Há poucos dias, no palco do Web Summit Rio, Neil Patel decretou que "o clique morreu, e a maioria das empresas ainda não percebeu."
A IA entrou no meio do caminho entre a pergunta e a resposta. Antes, você pesquisava, via uma lista de links e visitava alguns sites para decidir. Agora você pergunta ao ChatGPT, ao Gemini, ao Claude, e recebe uma resposta já pronta. Os números acompanham: o CTR orgânico para buscas com resumo de IA no Google caiu 61% desde meados de 2024, segundo estudo da Seer Interactive. E mesmo em buscas sem resumo de IA, a queda foi de 41%. As pessoas simplesmente clicam menos, em todo lugar.
Visibilidade e tráfego se separaram e este cenário mudou mais do que a forma de medir o resultado. O tráfego orgânico caiu 28% em seis meses, mas sua marca pode estar mais presente do que nunca, citada e recomendada dentro dos agentes, e ainda assim ver as visitas ao site despencarem.

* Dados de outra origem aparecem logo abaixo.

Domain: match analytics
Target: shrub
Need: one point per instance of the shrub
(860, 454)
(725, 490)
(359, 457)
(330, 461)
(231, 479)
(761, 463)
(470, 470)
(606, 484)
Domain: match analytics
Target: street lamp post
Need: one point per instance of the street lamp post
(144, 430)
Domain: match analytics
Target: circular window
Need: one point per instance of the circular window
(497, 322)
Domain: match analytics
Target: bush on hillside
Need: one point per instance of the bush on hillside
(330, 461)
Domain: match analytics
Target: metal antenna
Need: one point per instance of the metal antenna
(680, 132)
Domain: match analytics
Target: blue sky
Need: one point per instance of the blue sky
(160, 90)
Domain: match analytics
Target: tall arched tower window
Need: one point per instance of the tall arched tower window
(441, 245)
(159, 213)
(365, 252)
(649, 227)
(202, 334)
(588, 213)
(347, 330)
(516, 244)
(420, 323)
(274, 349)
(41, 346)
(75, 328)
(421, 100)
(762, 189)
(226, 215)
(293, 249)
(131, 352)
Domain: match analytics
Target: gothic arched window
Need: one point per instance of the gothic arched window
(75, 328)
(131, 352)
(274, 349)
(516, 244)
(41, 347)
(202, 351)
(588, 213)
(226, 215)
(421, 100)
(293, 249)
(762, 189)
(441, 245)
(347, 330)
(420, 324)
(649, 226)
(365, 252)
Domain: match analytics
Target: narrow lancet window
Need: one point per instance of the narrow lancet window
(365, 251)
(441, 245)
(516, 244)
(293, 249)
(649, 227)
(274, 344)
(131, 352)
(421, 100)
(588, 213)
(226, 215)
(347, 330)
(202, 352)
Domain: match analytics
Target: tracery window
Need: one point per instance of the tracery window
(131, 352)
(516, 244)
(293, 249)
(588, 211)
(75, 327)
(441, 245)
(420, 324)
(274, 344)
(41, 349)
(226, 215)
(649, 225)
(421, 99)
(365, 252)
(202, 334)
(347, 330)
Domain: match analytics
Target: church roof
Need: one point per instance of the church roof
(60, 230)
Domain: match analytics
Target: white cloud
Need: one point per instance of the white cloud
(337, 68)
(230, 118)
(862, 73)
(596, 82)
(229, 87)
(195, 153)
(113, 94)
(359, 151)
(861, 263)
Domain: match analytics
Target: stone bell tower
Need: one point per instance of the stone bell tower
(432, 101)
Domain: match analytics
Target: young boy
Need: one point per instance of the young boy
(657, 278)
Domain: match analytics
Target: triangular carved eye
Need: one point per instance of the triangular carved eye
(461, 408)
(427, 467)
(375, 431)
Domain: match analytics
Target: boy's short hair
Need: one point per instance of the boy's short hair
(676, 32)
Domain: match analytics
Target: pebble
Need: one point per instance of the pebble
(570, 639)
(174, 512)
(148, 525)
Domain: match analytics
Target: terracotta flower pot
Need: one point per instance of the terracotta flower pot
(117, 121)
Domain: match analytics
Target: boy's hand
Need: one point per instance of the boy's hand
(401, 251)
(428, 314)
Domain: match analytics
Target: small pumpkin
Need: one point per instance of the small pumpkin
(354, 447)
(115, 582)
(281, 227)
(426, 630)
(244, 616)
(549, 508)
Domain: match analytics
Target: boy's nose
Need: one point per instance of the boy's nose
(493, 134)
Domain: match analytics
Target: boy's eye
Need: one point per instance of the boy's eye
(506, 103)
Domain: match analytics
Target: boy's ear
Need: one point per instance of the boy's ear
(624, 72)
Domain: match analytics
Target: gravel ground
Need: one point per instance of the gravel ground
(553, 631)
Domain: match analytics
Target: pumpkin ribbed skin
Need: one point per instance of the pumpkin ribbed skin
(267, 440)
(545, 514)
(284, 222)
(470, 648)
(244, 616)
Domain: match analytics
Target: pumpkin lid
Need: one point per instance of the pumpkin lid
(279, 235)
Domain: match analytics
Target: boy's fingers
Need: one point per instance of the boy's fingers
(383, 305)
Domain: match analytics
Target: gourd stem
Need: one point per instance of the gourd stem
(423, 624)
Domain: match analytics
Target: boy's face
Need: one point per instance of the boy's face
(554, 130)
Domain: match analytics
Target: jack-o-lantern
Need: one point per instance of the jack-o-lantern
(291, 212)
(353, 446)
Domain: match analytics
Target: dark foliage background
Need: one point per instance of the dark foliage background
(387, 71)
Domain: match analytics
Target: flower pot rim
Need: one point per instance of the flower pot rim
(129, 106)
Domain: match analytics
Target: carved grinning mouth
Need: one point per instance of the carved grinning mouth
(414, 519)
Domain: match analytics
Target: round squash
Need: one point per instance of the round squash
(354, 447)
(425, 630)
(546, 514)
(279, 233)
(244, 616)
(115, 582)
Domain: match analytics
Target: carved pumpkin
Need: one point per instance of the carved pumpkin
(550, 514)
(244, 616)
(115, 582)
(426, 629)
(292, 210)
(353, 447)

Na busca tradicional, o segundo e o terceiro lugar ainda levavam tráfego. Na resposta da IA, a recomendação é uma só. Como o próprio Patel colocou, quem não é citado, na prática, não compete. O pódio virou degrau único.
A pergunta deixou de ser "como eu apareço?" e passou a ser "como eu sou citado?".
E a resposta me interessa porque ela não mudou de natureza, continua sendo conteúdo. "Tudo começa na criação de conteúdo", diz Patel, e faz sentido. A IA não inventa, ela cura o que já existe. Ela recomenda quem tem um dado próprio, uma análise que ninguém mais fez, um ponto de vista que só aquela marca poderia ter. O mesmo estudo da Seer mostra que marcas citadas nos resumos de IA do Google receberam 35% mais cliques orgânicos do que as não citadas. Quem repete o consenso vira ruído de fundo. Quem constrói autoridade real vira a citação, e ainda leva o tráfego que sobra junto.
A diferença está no destino, não no caminho. O conteúdo continua sendo a base de tudo, só que agora trabalha para uma menção, e não mais para um clique. Mas a IA não cita qualquer conteúdo. Ela cita o que tem personalidade, aquele que carrega a essência da marca, a identidade, um ponto de vista próprio. É exatamente o que o trabalho de digital branding constrói.
Se um agente de IA recomendasse uma empresa do seu setor hoje, ele citaria a sua? Se a resposta não vem rápido, o problema não é o seu tráfego. É o que você anda publicando, e por quê.